REVIEW: Maggie’s Plan [2016]

Score: 5/10 | ★ ★


Rating: R | Runtime: 98 minutes | Release Date: May 20th, 2016 (USA)
Studio: Sony Pictures Classics
Director(s): Rebecca Miller
Writer(s): Rebecca Miller / Karen Rinaldi (story)

“‘Like’ is a language condom. Trust me.”

The character of John (Ethan Hawke) within Rebecca Miller‘s Maggie’s Plan is writing his first fiction novel not-so-loosely based upon his life—a loveless marriage with a bigger narcissist (Julianne Moore‘s Georgette) than he that’s up-ended by a hopeful affair with a control freak (Greta Gerwig‘s titular Maggie) just narcissistic enough to allow him to fully embrace his ego. This novel starts out promising. It’s stripped down, funny, and possesses a surrealist bent that tickles Maggie into falling in love. But after three years it’s still not finished. The story bloats out of control, the metaphor becomes too broad, and the plot has nowhere to go but cliché. Georgette tells John he needs to rewrite it with honesty and I wonder if the film deserved the same advice.

It’s extensively self-reflexive, but not in an endearing way. The “plan” of the title hinges on Maggie discovering that she’s falling out of love for John. She broke his marriage up—well, he did that all himself—and now it seems to have been for naught. Why not try to get him back together with his ex-wife Georgette? They obviously still love each other so maybe their reuniting as a family could be Maggie’s gift of apology. There’s not much more to the film than this and the trailer pretty much spells it out in a minute and a half as opposed to the 98-minute runtime. I’m not saying there isn’t more nuance with the introduction of a ticking biological clock, but that’s merely just color.

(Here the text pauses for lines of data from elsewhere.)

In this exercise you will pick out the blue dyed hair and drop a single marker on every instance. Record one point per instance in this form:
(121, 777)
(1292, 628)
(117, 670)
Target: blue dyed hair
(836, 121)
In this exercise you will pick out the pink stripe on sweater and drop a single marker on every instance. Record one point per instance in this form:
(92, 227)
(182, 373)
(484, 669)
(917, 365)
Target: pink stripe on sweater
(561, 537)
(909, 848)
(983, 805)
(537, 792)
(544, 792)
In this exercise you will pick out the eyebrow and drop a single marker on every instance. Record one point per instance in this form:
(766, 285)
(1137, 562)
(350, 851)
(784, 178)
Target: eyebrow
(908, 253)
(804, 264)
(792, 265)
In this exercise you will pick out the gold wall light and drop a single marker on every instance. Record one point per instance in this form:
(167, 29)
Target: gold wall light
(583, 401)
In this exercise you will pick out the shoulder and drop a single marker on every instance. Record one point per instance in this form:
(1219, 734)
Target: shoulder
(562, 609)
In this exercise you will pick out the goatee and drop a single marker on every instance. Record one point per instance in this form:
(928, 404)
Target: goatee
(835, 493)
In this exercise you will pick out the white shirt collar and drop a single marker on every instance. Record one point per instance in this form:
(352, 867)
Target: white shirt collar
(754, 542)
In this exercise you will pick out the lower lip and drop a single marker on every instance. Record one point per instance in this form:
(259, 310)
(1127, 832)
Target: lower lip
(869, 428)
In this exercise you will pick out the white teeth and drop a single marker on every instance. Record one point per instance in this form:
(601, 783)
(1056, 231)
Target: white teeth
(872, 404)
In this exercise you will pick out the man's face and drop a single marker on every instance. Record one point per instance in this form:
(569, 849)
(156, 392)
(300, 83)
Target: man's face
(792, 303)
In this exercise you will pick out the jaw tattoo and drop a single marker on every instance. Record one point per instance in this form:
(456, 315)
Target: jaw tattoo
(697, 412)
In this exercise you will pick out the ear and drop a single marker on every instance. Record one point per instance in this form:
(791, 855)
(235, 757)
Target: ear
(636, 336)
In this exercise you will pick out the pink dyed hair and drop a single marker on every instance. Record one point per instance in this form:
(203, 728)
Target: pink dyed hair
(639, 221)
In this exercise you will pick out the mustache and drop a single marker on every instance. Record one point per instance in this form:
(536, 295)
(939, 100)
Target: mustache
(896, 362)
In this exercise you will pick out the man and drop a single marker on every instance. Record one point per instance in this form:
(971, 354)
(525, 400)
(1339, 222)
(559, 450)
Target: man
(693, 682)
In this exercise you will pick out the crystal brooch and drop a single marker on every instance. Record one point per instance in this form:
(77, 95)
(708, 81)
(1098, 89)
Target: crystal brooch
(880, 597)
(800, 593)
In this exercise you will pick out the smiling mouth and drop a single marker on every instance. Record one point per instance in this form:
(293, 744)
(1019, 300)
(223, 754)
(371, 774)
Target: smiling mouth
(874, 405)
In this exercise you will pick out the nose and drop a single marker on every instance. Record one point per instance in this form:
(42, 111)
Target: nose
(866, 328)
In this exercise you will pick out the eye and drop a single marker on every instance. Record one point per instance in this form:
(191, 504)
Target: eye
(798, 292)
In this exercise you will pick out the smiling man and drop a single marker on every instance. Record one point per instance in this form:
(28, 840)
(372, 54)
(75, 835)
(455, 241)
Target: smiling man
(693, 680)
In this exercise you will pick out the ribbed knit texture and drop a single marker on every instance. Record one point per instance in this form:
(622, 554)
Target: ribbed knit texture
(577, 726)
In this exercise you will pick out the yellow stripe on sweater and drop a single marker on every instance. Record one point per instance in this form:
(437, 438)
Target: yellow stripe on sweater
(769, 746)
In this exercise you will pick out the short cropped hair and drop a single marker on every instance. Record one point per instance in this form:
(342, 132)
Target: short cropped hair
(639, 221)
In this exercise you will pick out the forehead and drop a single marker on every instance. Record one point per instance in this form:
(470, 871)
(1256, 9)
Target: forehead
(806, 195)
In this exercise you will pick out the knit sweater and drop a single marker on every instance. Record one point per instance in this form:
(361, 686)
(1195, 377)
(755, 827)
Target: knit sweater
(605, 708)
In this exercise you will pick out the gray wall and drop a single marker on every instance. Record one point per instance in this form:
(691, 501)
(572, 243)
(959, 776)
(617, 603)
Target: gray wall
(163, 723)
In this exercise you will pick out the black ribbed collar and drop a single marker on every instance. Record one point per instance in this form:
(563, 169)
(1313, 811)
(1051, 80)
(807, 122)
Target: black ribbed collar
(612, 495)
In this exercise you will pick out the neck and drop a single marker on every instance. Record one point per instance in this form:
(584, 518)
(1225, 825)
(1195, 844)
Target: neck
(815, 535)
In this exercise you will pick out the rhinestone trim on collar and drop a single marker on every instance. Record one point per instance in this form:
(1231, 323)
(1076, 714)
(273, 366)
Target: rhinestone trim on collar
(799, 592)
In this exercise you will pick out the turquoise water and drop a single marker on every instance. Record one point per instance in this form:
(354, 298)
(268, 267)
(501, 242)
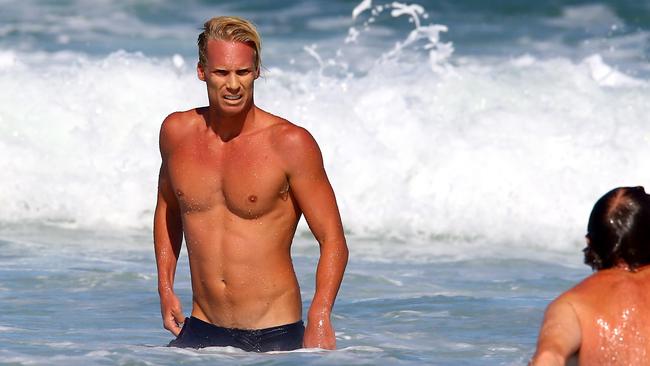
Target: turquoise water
(465, 166)
(78, 298)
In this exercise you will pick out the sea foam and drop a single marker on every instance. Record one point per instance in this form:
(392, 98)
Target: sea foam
(506, 151)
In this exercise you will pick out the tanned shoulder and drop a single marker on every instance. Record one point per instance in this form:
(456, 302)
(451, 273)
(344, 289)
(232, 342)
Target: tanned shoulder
(295, 145)
(175, 127)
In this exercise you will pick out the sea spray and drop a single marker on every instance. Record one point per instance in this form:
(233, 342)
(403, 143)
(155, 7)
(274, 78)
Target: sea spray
(490, 152)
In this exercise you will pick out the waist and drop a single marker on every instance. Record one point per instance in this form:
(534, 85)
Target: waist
(249, 308)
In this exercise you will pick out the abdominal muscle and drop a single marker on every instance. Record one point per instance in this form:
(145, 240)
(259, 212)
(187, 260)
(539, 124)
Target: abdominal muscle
(242, 273)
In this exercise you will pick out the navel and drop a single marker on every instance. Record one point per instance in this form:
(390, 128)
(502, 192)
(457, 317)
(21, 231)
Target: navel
(284, 193)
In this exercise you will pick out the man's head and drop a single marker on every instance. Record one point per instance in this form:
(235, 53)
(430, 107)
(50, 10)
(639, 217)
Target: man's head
(232, 29)
(619, 230)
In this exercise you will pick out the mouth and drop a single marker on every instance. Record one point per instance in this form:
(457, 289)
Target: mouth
(232, 97)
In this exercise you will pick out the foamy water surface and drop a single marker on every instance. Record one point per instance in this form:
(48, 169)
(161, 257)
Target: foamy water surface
(466, 144)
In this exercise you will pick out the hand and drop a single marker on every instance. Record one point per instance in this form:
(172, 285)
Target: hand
(319, 333)
(172, 312)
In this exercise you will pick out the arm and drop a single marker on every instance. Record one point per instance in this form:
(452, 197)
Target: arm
(312, 190)
(560, 335)
(167, 236)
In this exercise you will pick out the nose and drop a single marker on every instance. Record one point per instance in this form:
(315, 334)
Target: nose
(232, 83)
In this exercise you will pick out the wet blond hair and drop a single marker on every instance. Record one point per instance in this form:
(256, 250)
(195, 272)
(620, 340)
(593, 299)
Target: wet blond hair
(230, 28)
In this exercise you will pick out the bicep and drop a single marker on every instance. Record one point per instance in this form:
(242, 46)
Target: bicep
(560, 333)
(312, 189)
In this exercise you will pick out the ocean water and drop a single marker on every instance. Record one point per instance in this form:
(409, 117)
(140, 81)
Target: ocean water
(466, 141)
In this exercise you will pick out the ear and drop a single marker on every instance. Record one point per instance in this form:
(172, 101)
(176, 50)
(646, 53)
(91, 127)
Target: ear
(200, 72)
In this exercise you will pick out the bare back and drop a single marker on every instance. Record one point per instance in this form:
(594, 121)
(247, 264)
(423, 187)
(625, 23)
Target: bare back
(239, 217)
(611, 306)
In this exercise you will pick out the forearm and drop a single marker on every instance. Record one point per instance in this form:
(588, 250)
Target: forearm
(168, 234)
(329, 274)
(547, 358)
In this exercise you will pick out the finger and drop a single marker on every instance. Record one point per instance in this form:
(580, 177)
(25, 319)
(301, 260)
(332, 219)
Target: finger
(172, 326)
(178, 316)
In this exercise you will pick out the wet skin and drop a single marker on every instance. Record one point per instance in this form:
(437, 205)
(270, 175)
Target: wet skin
(604, 320)
(234, 181)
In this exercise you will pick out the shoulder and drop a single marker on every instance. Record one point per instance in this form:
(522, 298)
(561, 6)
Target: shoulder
(177, 125)
(289, 139)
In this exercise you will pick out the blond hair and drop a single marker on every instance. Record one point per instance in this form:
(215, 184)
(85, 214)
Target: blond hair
(230, 28)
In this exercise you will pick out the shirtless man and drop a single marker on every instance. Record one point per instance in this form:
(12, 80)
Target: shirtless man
(604, 320)
(234, 181)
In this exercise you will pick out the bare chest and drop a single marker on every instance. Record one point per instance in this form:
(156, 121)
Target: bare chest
(245, 178)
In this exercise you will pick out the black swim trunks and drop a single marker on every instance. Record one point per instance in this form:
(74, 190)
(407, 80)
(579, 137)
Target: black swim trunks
(198, 334)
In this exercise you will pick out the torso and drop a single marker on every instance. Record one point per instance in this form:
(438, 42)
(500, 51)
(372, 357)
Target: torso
(612, 308)
(239, 218)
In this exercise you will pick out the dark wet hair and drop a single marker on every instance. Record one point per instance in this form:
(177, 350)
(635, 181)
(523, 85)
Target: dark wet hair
(619, 229)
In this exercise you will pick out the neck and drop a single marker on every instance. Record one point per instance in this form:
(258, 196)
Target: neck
(229, 126)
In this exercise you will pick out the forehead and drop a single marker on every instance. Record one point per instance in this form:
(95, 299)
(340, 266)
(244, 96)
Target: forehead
(230, 54)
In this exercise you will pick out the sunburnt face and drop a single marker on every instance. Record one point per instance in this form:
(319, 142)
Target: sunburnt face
(229, 73)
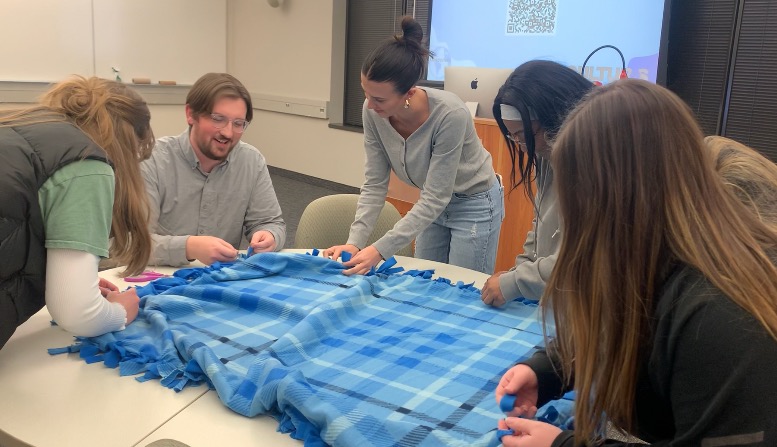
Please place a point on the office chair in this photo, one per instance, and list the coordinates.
(326, 222)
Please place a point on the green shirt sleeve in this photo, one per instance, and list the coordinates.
(77, 204)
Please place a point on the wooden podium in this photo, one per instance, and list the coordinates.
(518, 208)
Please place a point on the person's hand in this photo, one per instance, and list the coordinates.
(129, 299)
(335, 251)
(521, 382)
(528, 433)
(209, 249)
(263, 241)
(363, 261)
(106, 287)
(491, 294)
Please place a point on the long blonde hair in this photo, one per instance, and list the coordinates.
(117, 119)
(748, 174)
(638, 194)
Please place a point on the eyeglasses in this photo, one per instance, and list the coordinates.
(220, 121)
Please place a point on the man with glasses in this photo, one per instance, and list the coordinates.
(206, 188)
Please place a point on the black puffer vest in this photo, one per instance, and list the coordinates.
(29, 155)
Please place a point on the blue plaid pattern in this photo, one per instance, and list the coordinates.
(386, 359)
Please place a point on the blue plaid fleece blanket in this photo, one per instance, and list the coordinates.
(385, 359)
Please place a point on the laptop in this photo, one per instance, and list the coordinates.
(476, 84)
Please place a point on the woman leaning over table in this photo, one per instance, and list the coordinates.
(69, 181)
(664, 291)
(427, 138)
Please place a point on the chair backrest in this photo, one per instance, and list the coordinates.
(326, 222)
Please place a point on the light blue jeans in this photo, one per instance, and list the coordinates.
(466, 233)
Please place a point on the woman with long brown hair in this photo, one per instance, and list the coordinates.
(70, 182)
(748, 174)
(663, 295)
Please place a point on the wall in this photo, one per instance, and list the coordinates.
(46, 40)
(289, 51)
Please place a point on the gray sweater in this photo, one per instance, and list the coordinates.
(442, 157)
(533, 267)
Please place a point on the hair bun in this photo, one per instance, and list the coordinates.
(411, 30)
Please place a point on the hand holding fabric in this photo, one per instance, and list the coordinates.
(209, 249)
(263, 241)
(491, 294)
(106, 287)
(336, 251)
(528, 433)
(129, 300)
(363, 261)
(519, 381)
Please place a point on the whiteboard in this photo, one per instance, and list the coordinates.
(177, 40)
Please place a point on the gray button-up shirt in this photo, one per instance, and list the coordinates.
(235, 199)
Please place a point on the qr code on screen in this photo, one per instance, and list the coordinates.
(531, 17)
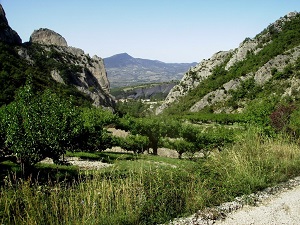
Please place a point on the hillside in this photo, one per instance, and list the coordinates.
(263, 66)
(49, 63)
(157, 91)
(125, 70)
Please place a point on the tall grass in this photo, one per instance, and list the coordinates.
(146, 191)
(252, 164)
(145, 197)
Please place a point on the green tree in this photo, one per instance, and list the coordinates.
(136, 143)
(155, 128)
(93, 135)
(36, 127)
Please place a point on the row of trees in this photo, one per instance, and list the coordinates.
(36, 126)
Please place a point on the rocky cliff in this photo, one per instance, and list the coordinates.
(7, 34)
(49, 53)
(258, 59)
(90, 76)
(125, 70)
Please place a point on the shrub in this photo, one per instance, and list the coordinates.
(36, 127)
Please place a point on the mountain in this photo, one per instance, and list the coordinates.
(125, 70)
(265, 67)
(49, 62)
(155, 91)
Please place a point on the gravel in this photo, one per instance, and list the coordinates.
(275, 205)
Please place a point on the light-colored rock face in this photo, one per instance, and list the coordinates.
(193, 78)
(91, 80)
(6, 33)
(45, 36)
(204, 69)
(279, 62)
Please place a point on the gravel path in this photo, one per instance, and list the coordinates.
(274, 206)
(281, 209)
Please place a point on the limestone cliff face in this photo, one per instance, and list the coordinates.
(90, 76)
(7, 34)
(47, 37)
(196, 75)
(69, 65)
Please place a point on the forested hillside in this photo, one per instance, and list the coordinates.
(231, 81)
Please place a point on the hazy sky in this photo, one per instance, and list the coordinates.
(166, 30)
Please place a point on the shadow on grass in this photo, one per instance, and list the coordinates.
(106, 157)
(40, 173)
(52, 174)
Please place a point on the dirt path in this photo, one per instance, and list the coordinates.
(276, 205)
(281, 209)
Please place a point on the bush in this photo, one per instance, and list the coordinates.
(36, 127)
(136, 143)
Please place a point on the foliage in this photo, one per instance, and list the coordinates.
(153, 190)
(258, 112)
(39, 127)
(93, 136)
(136, 143)
(154, 128)
(280, 117)
(219, 118)
(180, 146)
(281, 42)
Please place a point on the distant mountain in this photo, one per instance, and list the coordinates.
(49, 63)
(125, 70)
(262, 70)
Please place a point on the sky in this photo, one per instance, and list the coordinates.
(174, 31)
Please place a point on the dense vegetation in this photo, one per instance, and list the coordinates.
(277, 43)
(220, 156)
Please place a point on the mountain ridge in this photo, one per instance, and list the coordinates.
(125, 70)
(217, 80)
(50, 62)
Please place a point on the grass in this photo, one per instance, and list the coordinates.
(150, 189)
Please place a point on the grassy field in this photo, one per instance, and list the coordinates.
(146, 189)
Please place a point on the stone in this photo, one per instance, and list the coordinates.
(46, 36)
(7, 34)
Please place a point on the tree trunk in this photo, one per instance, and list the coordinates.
(155, 147)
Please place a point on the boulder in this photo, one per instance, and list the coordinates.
(7, 34)
(46, 36)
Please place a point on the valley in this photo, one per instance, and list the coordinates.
(81, 143)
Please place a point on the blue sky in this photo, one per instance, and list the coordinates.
(165, 30)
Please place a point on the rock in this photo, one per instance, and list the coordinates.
(7, 34)
(47, 37)
(193, 78)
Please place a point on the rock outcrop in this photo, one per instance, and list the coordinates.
(45, 36)
(7, 34)
(249, 47)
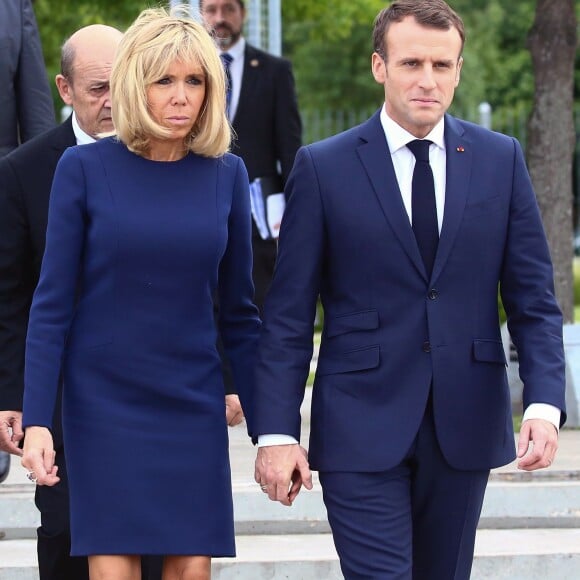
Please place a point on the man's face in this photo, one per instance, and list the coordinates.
(88, 90)
(421, 72)
(225, 19)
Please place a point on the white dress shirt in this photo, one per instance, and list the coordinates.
(237, 72)
(404, 164)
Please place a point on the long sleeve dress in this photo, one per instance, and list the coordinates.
(135, 251)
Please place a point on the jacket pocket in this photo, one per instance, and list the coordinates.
(365, 320)
(345, 362)
(489, 351)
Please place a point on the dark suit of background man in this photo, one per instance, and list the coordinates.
(410, 405)
(25, 181)
(263, 113)
(26, 107)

At its core is a mess of a carefully calculated relationship love triangle yearning to culminate in a happy ending that can never feel anything but contrived. Georgette even says so when Maggie confronts her with the plan that she initially rejects before admitting she has nothing to lose. It’s a tale of self-absorbed cretins who mean well despite not being able to help themselves from ruining the lives of those they touch. We feel sorry for each for about a minute before learning how loathsome and petty they are. They each want to feel loved yet find it impossible to love as anything more than an abstract concept. Love is rendered as an accessory, children the product of whim to either be cherished or discarded for career.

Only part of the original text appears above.